Tant que le déclassé est jeune, la vie lui sourit encore, il espère, le monde le ménage, on lui fait confiance. On peut supposer qu’il arrivera !… Mais l’insuccès continuel amène le découragement et la démoralisation ; il vient un moment où l’on n’est plus capable de rien, où les facultés se brisent, où la volonté s’affaisse. Et cependant il faut vivre : vivre est un problème qui conduit à la longue au crime ou au suicide. Arrivé à ces hauteurs horribles où la vie n’est plus qu’un sarcasme, l’homme échoué, délibère sur sa destinée. Les uns entrent en révolte contre une société qui les méconnaît et les foule aux pieds. Ils se sentent tous les droits contre elle puisqu’elle ne leur en accorde aucun. Au nom de leur droit individuel, ils défient la société tout entière. L’illettré vole et tue, le lettré se venge d’une façon plus redoutable, il fait les révolutions.

La pensée s’effraie quand on mesure la profondeur de cette plaie sociale ; car comment classer ou refouler toutes ces existences débordantes et tourmentées ? Comment satisfaire ou tromper tous ces appétits, toutes ces passions, tous ces besoins ; comment apaiser ces agitations sans trêve ?

Il serait puéril de le méconnaître ; l’ordre dépend d’une poignée de mécontents qui ne trouvent pas leur place au soleil. Quelques milliers d’existences déclassées représentent en France tout le mouvement révolutionnaire. Ce sont eux qui enflamment les passions, excitent les colères, expriment les griefs, formulent les théories, inventent les ridicules, stéréotypent les phrases.

C’est entre eux et la société qu’est réellement le duel.

Nous nous arrêtons pour conclure.

On se demandera peut-être comment un livre d’une forme aussi légère est sorti d’une conception aussi étudiée et aussi complexe.

Ce serait toute une explication ; elle doit nécessairement être abrégée.

Nous avons supprimé à dessein ce que le public appelle les longueurs dans un roman, c’est-à-dire les descriptions, les analyses, les épisodes, les considérations philosophiques ou morales.

Dans la pensée de l’auteur, pensée beaucoup trop ambitieuse assurément, l’histoire racontée dans cet ouvrage ne devait être que le prologue d’une composition plus ample, dans laquelle le point de vue qui domine cet ouvrage devait se dégager tout à fait.

Nous n’avons guère en scène ici que des jeunes gens, tous plus ou moins lancés dans une vie d’agitations, de plaisirs et de misères.

C’est dans la seconde partie du roman, consacrée aux Déclassés vieux que doivent apparaître les côtés les plus caractéristiques de l’ouvrage.

Mais nous n’en sommes pas encore là. Si le livre que nous publions aujourd’hui dans les minces proportions qu’il affecte peut présenter quelqu’intérêt, nous n’aurons pas tout à fait perdu notre temps.

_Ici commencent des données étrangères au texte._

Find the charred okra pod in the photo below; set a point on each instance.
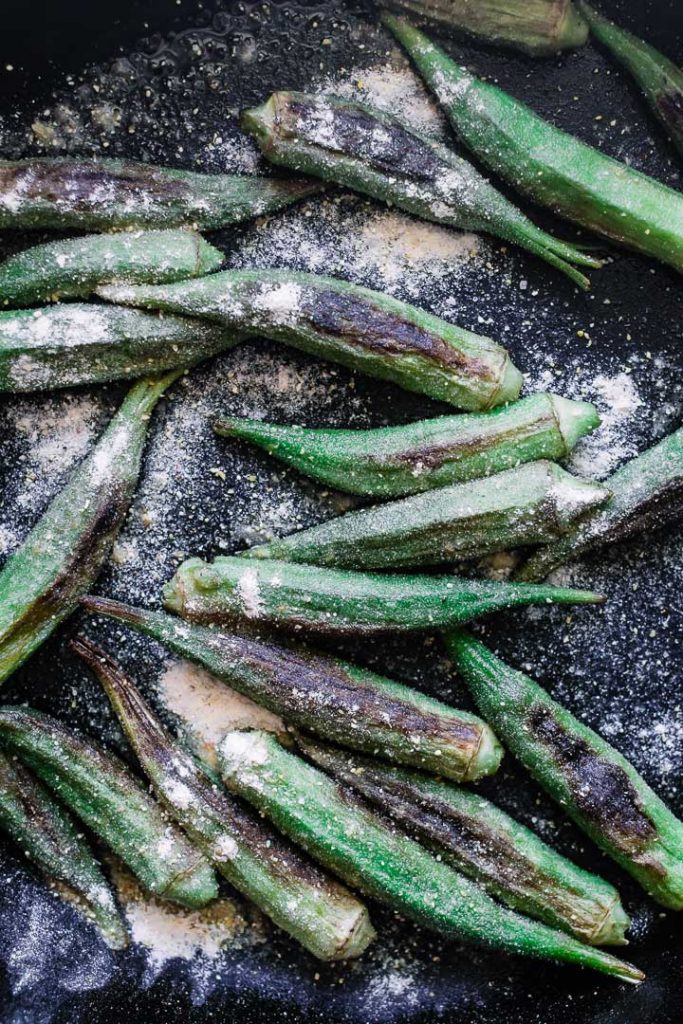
(485, 844)
(377, 154)
(45, 832)
(349, 840)
(548, 165)
(62, 555)
(230, 591)
(316, 910)
(536, 27)
(646, 493)
(100, 791)
(536, 503)
(591, 780)
(75, 267)
(100, 195)
(659, 78)
(360, 329)
(332, 698)
(77, 343)
(389, 462)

Nous avons mis en substance dans la préface ce que nous avons retranché du volume. Ceux qui cherchent dans un ouvrage quelque chose de plus qu’un simple amusement trouveront peut-être quelque profit dans la lecture de ce qui précède.



  1. Le résumé de cette situation n’implique dans la pensée de celui qui écrit ces lignes, aucun éloge ni aucun blâme ; il n’est qu’une constatation de fait en présence de l’état social actuel.